John GrishamCentury, £18.99
A core element of John Grisham’s work is the black-and-white presentation of good and evil – this is what makes his books so successful and also perhaps disappointing.
In this binary world the legal profession is, generally, on the side of evil. Returning in The Associate to the territory that made his name in The Firm, Grisham takes pot shots at large, amoral law firms and the Faustian pact their associates are forced to make, putting in inhuman hours for the prize of partnership and all the money a trophy wife can spend.
Kyle McAvoy is top of his class at Yale and intends to start his legal career helping immigrants facing deportation, inspired by his father, a small-town lawyer (the only decent lawyer in the book). But when Kyle is blackmailed with a video of a damaging incident from college days, he is forced to join Scully & Pershing, Wall Street’s largest and most brutal corporate practice, so he can deliver inside information from a massive Scully case to his blackmailers.
Scully is a firm where billing is all, where driving an associate’s wife’s car around the block for two hours because you cannot find a parking space while the more senior lawyers are in court – and charging the client $400 an hour for it – is positively a good idea. Grisham misses few opportunities to hammer this point home.

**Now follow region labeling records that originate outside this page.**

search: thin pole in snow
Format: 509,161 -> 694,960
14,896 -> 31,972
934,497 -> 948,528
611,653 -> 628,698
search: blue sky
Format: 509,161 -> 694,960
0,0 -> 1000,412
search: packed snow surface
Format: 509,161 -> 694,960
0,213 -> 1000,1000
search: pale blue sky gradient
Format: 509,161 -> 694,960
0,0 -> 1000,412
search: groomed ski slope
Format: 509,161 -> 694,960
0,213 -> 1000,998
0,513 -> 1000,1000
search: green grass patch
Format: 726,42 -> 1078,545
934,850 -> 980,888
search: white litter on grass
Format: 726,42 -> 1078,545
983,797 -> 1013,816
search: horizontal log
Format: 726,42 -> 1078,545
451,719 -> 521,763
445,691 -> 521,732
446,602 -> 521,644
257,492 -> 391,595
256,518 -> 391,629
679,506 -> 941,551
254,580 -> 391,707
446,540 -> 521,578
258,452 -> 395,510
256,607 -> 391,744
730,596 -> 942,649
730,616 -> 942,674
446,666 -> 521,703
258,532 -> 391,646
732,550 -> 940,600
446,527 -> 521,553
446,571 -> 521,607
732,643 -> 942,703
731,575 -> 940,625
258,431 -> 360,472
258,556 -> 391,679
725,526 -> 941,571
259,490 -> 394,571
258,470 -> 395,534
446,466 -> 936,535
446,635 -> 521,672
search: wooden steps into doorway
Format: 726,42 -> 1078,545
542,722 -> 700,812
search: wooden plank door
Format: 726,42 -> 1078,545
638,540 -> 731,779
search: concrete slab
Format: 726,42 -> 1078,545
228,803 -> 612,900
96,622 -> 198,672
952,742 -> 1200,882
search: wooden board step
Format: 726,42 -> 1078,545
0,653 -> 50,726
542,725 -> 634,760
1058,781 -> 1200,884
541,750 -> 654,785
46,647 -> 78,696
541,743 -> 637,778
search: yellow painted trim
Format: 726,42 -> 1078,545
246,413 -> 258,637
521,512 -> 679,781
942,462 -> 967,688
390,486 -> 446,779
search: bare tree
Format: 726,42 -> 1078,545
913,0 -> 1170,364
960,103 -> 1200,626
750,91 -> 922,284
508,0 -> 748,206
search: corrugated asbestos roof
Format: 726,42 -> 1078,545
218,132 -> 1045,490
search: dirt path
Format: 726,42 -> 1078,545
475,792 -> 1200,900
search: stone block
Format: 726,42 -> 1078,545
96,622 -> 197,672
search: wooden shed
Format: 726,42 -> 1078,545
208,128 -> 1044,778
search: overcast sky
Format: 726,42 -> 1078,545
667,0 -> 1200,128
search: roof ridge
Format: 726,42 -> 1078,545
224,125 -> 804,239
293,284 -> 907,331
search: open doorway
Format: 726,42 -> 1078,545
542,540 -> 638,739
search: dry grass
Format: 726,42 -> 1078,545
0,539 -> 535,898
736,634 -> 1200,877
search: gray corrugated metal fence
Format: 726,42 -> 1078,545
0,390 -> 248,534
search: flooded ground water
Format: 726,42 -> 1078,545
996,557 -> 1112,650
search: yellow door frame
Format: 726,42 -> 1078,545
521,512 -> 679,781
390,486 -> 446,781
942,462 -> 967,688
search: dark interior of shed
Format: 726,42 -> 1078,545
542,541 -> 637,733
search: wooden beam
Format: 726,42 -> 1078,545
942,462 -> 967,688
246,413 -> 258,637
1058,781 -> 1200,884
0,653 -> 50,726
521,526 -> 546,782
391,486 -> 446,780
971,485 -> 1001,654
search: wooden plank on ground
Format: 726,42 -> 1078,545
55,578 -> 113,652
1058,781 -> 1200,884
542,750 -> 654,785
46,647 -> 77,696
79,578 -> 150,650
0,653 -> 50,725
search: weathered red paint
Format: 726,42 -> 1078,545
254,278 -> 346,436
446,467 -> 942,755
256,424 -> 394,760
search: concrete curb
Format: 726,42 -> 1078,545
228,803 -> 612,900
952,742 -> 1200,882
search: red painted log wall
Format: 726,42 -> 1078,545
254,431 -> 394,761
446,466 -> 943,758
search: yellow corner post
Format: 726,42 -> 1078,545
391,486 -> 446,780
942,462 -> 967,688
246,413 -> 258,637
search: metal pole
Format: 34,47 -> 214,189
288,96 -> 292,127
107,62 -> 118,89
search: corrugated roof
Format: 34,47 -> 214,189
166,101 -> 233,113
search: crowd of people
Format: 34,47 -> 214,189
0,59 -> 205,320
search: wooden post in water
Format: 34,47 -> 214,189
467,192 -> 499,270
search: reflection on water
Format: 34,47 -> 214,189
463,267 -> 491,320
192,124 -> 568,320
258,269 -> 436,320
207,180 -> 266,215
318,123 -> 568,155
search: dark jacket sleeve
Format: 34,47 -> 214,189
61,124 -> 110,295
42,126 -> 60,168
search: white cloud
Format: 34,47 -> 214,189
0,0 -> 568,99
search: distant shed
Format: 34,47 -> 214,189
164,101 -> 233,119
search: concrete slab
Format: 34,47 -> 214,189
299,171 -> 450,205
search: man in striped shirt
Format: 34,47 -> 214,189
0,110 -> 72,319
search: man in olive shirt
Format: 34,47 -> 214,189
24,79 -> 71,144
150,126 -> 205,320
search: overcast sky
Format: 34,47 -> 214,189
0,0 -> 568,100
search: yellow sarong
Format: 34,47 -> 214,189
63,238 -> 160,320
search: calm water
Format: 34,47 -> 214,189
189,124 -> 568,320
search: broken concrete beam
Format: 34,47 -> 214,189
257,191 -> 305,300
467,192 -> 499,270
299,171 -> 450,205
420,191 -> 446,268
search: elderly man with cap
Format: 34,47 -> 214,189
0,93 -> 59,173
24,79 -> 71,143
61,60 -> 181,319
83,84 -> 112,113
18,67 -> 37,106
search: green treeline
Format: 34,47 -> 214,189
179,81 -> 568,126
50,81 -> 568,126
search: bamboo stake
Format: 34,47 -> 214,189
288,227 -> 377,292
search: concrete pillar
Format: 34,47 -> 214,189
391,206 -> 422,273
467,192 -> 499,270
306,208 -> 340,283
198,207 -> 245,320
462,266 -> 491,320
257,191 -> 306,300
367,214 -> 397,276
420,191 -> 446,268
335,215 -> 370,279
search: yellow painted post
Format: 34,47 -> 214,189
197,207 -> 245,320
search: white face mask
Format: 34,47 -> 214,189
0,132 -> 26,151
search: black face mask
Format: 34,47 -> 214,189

You could put up with this if it was a really good thriller. As ever, the characters have little depth with Grisham, but this time the plot does not save the book. The premise is fine but the story never changes gear – unlike The Firm, there are few twists and turns as it heads towards a climax. It remains curiously pedestrian, unexciting and uninvolving.
The Associate is readable enough, but less proselytising and more thrills would have made this a much better novel.